In a few minutes, they reached the point where the rivers met, a cobbled and concreted point of land. The fountain Mariah had noted before rose from a round pool, billowing spray all about in the heavy breeze. It was beautiful. But Mariah felt unbidden tears well in her eyes. This was the spot where Thorn, in the screenplay, had fought his duel. And had died.
"I don't suppose this area looked half so lovely in the era of Fort Pitt," she asserted, more to make conversation than because she cared. She cleared her throat, as though the raspiness in her voice was from stuffed sinuses and not emotion.

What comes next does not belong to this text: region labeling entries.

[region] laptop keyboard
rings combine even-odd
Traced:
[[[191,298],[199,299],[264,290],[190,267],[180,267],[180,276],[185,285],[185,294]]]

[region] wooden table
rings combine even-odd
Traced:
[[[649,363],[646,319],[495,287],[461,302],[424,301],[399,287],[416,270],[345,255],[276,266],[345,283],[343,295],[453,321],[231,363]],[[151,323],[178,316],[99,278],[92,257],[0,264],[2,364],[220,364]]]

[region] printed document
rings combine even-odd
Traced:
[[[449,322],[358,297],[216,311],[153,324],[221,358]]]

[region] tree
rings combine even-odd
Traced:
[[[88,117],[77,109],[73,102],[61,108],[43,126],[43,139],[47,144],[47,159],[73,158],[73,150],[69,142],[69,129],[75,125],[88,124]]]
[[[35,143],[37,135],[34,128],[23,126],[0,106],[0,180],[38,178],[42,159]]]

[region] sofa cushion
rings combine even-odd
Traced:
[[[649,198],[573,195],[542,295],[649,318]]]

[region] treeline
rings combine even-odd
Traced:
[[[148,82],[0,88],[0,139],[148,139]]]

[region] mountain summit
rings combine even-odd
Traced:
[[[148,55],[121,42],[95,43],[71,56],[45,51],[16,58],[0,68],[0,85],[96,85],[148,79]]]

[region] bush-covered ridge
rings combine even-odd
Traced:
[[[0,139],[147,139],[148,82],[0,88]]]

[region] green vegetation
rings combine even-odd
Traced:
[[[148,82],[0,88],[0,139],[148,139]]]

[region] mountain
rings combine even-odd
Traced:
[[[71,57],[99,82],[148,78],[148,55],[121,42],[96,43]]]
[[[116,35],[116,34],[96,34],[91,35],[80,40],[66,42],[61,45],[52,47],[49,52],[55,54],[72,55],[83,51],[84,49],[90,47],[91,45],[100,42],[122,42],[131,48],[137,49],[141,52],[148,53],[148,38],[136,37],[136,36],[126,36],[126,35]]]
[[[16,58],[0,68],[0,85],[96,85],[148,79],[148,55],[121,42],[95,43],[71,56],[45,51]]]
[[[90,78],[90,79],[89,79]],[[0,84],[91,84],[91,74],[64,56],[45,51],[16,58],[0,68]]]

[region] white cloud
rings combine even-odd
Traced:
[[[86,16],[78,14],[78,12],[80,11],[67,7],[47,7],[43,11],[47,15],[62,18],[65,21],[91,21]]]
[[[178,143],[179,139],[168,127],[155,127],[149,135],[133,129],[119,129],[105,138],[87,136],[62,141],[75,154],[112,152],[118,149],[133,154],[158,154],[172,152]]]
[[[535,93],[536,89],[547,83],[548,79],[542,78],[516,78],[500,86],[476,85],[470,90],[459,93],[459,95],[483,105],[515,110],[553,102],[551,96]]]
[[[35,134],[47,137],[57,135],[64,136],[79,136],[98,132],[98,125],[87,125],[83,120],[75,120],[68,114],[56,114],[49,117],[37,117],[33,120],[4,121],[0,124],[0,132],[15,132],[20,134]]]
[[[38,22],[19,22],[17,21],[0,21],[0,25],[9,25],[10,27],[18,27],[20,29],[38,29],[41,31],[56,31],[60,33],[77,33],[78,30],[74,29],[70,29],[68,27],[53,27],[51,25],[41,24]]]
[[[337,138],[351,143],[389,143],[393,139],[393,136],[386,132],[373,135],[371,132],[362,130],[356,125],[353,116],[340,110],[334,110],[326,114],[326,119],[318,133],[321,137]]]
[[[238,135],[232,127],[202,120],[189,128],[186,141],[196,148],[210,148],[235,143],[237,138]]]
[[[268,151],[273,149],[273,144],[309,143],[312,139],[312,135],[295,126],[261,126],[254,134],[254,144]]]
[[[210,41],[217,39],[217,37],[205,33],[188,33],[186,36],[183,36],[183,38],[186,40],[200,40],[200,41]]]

"Not at all," Pierce agreed. "The riverbanks were uneven and muddy, though a few ferry boat landings extended out a ways. The King's Garden was pretty at certain times of the year, though."
He must have spent a lot of time researching the history of this place, Mariah thought, to sound so definite.
They walked back along the other river, where modern concrete defined the bank. Mariah took hold of her emotions. Silly, for her to have felt so upset where the historic duel might not even really have been fought. Pierce might have placed it there for atmosphere.
She'd ask him someday.
Small pleasure boats zipped up and down the Monongahela, and a paddlewheeler plied its way upstream beneath the nearest bridge.
Bypassing an even older-looking, freestanding structure in the shape of a pentagon, Pierce led her to a brick building stuffed like a bunker beneath a roadway. "I'd like to see that," Mariah protested, pointing toward the more antiquelooking building.
"In time," Pierce said. A strange, wise smile appeared on his narrow face, revealing his yellowed teeth.